You are right. Despite equal rights, cleaners' work may not challenge their intellectual capacities or provide them with information about technological options or with skill at making decisions.
One approach is to rotate jobs regularly, so that engineers do some cleaning work and so on. The most unpleasant jobs could be rotated between the whole workforce, so that no one is made to spend their whole working life doing degrading tasks. However, hierarchies of power will not be wholly undone by temporary shuffling, if the quality and empowerment of peoples’ day to day jobs differ largely.
Instead of dividing workers into brain workers and manual workers, it has been suggested that each worker have a “balanced job complex”*. Each worker has a set of jobs composed of comparably fulfilling responsibilities. This does not mean everyone must do everything. But it does mean that the half dozen tasks that I regularly do must be roughly as empowering as the different half dozen tasks that you do regularly. Everyone must have a comparable balance of conceptual and rote tasks. So Instead of secretaries answering phones and taking dictation, some workers answer phones and do calculations while others take dictation and design products.
We are not suggesting that everyone has completely equal abilities, although better education and less poverty would do a great deal to equalize things. We won’t all do intellectual or manual jobs equally well, but we will all do them well enough to bring our own unique experiences and insights to bear on decision making. After all, good ideas aren’t the monopoly of any individual or group. For sex or sports we don't say that only the "best" should participate - the same should be true for using one's head.

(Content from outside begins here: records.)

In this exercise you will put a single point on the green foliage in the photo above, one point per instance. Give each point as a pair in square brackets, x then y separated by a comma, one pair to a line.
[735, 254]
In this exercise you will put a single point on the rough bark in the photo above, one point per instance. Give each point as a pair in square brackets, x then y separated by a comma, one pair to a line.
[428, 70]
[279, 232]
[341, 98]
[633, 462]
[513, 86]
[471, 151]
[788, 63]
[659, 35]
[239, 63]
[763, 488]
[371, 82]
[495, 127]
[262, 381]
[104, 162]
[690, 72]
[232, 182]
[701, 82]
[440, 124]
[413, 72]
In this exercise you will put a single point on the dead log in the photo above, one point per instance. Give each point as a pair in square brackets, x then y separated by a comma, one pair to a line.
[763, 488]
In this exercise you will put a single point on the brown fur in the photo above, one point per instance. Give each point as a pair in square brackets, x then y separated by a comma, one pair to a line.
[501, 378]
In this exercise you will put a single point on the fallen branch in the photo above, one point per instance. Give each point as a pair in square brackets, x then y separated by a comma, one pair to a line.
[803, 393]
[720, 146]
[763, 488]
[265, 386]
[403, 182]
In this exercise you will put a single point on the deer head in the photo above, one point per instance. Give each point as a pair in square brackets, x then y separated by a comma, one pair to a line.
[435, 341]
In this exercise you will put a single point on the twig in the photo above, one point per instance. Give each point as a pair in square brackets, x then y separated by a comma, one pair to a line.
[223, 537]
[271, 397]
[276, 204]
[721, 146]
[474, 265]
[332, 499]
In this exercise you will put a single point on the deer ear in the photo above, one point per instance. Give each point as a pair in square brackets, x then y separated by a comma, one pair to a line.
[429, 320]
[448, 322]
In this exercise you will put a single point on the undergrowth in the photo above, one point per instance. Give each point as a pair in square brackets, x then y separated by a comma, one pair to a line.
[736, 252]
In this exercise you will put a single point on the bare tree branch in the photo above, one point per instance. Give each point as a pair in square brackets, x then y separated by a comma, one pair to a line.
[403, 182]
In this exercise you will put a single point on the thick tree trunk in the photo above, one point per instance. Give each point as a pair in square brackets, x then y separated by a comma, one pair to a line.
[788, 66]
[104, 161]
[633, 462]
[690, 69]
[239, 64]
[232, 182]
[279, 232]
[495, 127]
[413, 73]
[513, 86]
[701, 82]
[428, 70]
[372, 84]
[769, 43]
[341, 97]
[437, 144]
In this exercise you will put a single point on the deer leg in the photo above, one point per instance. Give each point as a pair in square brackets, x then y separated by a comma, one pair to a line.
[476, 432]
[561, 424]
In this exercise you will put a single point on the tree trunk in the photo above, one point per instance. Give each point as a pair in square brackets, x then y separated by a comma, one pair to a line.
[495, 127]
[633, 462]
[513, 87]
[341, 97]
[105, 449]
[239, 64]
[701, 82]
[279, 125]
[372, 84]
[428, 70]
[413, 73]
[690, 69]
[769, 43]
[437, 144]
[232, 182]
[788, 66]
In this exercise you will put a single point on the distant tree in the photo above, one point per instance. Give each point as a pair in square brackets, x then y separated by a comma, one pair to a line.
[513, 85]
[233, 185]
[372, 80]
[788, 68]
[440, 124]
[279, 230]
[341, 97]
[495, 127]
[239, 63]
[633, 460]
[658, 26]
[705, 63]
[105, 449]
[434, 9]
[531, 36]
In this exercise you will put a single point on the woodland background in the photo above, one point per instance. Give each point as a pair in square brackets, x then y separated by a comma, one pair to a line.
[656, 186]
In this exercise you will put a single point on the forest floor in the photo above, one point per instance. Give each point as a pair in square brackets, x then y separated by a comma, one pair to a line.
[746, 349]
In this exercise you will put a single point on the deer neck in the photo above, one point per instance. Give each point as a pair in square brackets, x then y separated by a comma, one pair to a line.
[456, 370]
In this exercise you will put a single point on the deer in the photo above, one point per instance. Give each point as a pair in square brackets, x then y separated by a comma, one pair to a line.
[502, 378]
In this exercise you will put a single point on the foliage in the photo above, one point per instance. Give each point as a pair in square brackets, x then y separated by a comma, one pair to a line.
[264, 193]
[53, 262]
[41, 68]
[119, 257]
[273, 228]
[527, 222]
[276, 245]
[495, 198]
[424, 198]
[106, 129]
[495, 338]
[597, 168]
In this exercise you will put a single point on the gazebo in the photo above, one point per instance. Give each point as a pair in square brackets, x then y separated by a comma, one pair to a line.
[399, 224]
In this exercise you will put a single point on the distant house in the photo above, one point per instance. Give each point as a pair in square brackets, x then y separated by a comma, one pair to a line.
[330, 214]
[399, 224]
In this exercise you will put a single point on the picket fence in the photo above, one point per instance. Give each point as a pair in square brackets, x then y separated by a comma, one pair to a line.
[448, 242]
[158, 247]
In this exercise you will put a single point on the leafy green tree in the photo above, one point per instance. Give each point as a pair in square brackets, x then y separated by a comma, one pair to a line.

But what about relationships between workplaces?
Well, this depends on how people wish to do things. Self managed workplaces could compete in a market as capitalist workplaces do now, although this could still create a myriad of injustices.
Others argue that workplaces should join “confederations” – free and equal associations of workplaces which replacing competition with co-operation. These would be run through conferences of delegates elected by each workplace, who come together to make decisions that effect the economy as a whole. These would be controlled from below, because delegates would be mandated and subject to instant recall by the workers who elected them. All decisions made at conferences would be subject to ratification by a vote of the workers’ assemblies in every workplace. So in fact, decisions affecting the whole economy would be made by everyone, with delegates being ambassadors rather than decision makers.
In these confederations, workplaces would agree a fair price for each product, probably based on the number of hours they take to produce. Or otherwise, workplaces might make a mutual agreement to give their products away for free.
* The credit for this idea must go to Michael Albert and Robin Hahnel. Many of their books and essays are available online at www.zmag.org/parecon/indexnew.htm
By Alejandro Vega
Comments
Nice summary. Explains things
Nice summary. Explains things well and clearly. Perfect for distributing to those new to these ideas.
Discussion of this topic
Discussion of this topic really needs to be linked to the libcom pamphlet 'a participatory society or libertarian communism' as well as situationist texts on 'generalised self-management' as this text is an overly 'technical' explanation which (despite a few good points about the division of labour within a production unit) appears little more than an upgraded version of 'workers control'. The last few paragraphs hint at the 'limitation' of this version but only addresses it in formal democratic terms.